Versuche es locker anzugehen und die Wichtigkeit und somit Bedenken aus dem Thema zu nehmen. Im Cafè, im Zug, im Supermarkt, überall kann man jemanden ansprechen, ein Kompliment machen, nach etwas fragen. Manchmal entsteht so ein Gespräch und dann kann man Kontaktdaten tauschen oder sich verabreden.

Ob du es glaubst oder nicht:
Ich bin sozial nicht sonderlich kompetent und war früher sehr schüchtern und gehemmt, an schlechten Tagen kommt das auch mal wieder hoch. Einfach anfangen und üben. Es wird immer leichter und selbstverständlicher. Learning by doing.
 
Da du ein Mann bist, habe ich einen ganz unkonventionelle Vorschlag für dich --> NoFap/Semen Retention. Einfach im Internet danach googlen.

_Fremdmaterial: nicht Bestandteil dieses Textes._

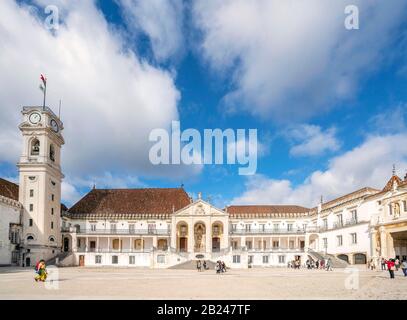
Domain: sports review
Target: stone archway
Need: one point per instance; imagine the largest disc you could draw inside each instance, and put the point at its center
(182, 236)
(199, 237)
(343, 257)
(314, 242)
(217, 234)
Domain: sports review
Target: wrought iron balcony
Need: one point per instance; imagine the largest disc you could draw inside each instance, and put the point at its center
(266, 231)
(165, 232)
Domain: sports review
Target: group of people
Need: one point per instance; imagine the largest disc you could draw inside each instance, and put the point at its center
(40, 271)
(220, 266)
(323, 264)
(200, 265)
(295, 264)
(394, 265)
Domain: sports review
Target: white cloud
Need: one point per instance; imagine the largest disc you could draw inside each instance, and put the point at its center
(368, 165)
(311, 140)
(111, 99)
(293, 59)
(161, 21)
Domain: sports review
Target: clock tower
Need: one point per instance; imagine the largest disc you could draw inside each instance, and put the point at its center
(40, 183)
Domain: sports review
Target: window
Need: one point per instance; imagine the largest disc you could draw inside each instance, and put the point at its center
(354, 216)
(161, 258)
(236, 259)
(52, 152)
(249, 245)
(116, 244)
(353, 238)
(35, 147)
(340, 220)
(151, 228)
(14, 237)
(325, 242)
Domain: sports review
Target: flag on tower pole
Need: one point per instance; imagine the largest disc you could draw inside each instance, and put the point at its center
(43, 88)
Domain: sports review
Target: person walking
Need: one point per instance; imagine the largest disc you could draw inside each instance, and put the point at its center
(397, 264)
(383, 263)
(404, 267)
(391, 267)
(198, 265)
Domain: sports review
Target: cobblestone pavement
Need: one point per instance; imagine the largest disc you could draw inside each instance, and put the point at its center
(258, 283)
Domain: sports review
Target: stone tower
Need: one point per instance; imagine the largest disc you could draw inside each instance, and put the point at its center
(40, 180)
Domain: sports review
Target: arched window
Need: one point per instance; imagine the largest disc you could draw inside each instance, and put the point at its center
(52, 152)
(35, 147)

Das hört sich seltsam ab, aber versuche es mal für 100 Tage. Schaden wird es nicht und wenn es keinen Effekt hat, dann nimm es als Erfahrung mit.

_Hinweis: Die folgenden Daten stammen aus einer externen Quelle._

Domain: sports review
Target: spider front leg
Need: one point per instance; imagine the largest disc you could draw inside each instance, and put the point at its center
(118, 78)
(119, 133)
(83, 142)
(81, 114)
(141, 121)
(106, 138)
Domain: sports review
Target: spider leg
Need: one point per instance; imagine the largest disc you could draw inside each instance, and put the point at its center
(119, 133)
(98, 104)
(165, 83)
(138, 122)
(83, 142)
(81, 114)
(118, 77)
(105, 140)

Du wirst automatisch weniger scheu, deine Sozialängste nehmen ab und du entwickelst das Bedürfnis mit anderen Menschen zusammen zu sein.
 
@Weltkind
Mir geht es ziemlich genau so, wie du es beschrieben hast, wenn ich unter Menschen bin. Ich bin schnell überfordert. Aber auch merke ich, dass ich in der Gruppe viel mehr Angst habe, etwas falsches zu sagen und dann so schlecht rüber zu kommen und von anderen ausgelacht zu werden. (ich weiß auch, dass sowas eher weniger passiert, aber die Angst ist trotzdem da) Viele Möglichkeiten habe ich aktuell leider nicht, da ich ziemlich voll bin mit Aufgaben. Aber auch wie du beschrieben hattest fehlt mir die Energie um neue Leute kennenzulernen. Auf der einen Seite wünsche ich mir natürliche neue Freunde, andererseits habe ich oft auch gar keinen Bock mehr am Wochenende was zu machen, wenn ich die Woche fast jeden Tag bis spät Abends arbeite. Samstags kommen ca. alle 2 Wochen auch Vorlesungen dazu. Von den Vorlesungen bin ich dann zum Glück ab Oktober von ab und kann mich dann auf Masterarbeit und Arbeit konzentrieren.

@Uwe91
Deine Idee hatte ich auch seit längeren Mal. Ich glaube, dass mir sowas tatsächlich auch helfen könnte. Richtig probiert habe ich es aber noch nie, aber werde es mal testen!